ABSTRACT
This paper aims to accentuate the role of marketing as an integrator in integrated care through a marketing mix typology. To do so, this paper adopts a conceptual and contextual route to investigation by using the marketing mix as a conceptual lens to explain the role of marketing as an integrator in the context of integrated care. In doing so, this paper offers fresh insights into how the marketing mix can be reconfigured from a product, price, place, promotion, people, process, physical evidence, packaging, partnership, and policy perspective. Thus, this paper makes a seminal contribution to the interdisciplinary field of health-care marketing by being the first to introduce a new marketing mix typology in the form of a 10 Ps framework for integrated care and to conceptually illustrate how contextualizing the marketing mix can help encourage and facilitate the adoption of and participation in integrated care.
Disclosure statement
No potential conflict of interest was reported by the author(s).
Notes
1. Marketing mix was a concept coined in the 1960s. It did not emerge from empirical research but from marketing theorists. The development of the paper through a conceptual and contextual route was therefore considered by the author and the reviewers as appropriate from its school of thought.

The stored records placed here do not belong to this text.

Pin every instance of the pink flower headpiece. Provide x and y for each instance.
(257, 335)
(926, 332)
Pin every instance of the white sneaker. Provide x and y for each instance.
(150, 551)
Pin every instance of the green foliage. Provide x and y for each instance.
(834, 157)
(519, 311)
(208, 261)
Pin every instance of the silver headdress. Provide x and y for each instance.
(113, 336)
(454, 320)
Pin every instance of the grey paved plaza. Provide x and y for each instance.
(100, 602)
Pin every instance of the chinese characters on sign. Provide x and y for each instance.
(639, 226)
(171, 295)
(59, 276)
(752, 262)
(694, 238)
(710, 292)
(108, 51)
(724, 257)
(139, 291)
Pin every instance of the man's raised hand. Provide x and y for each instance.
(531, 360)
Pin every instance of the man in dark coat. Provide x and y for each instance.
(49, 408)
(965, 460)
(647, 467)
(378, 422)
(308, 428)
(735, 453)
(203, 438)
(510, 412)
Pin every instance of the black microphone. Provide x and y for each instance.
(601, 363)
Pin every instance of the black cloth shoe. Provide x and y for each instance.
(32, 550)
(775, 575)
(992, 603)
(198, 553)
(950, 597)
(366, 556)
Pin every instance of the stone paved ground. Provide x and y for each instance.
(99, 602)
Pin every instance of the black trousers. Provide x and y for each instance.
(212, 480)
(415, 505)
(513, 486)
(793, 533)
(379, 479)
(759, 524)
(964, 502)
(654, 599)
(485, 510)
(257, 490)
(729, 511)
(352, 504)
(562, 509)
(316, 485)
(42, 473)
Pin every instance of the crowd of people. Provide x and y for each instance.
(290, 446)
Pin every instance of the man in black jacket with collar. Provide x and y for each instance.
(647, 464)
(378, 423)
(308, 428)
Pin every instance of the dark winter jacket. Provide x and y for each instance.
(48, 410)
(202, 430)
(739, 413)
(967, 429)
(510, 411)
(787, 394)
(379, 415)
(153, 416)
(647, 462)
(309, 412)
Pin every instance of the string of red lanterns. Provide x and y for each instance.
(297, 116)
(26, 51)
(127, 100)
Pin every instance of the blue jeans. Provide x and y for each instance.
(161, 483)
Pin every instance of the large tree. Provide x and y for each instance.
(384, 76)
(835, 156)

2. The author adopted a deductive approach to source for prior studies that could offer maiden support to the 10 Ps marketing mix typology for integrated care. In particular, the author performed a Google Scholar search on articles published in ‘marketing’ journals during a 10-year period from ‘2010 to 2019’ using keywords such as ‘health care’, ‘integrated care’, ‘marketing mix’, ‘product’, ‘price’, ‘place’, ‘promotion’, ‘people’, ‘process’, ‘physical evidence’, ‘packaging’, ‘partnership’, and ‘policy’. Google Scholar was selected as the search engine due to its accessibility (i.e., free to use by anyone, anywhere, anytime) and sophistication (i.e., world’s largest academic search engine) (Gusenbauer, Citation2019). The timeframe was limited to one decade in order to account for the most recent developments in health-care marketing (as a timeframe of more than 10 years may indicate reliance to somewhat outdated information), which is a similar, but more refined, timeframe criterion for systematic reviews used by Paul and Mas (Citation2020).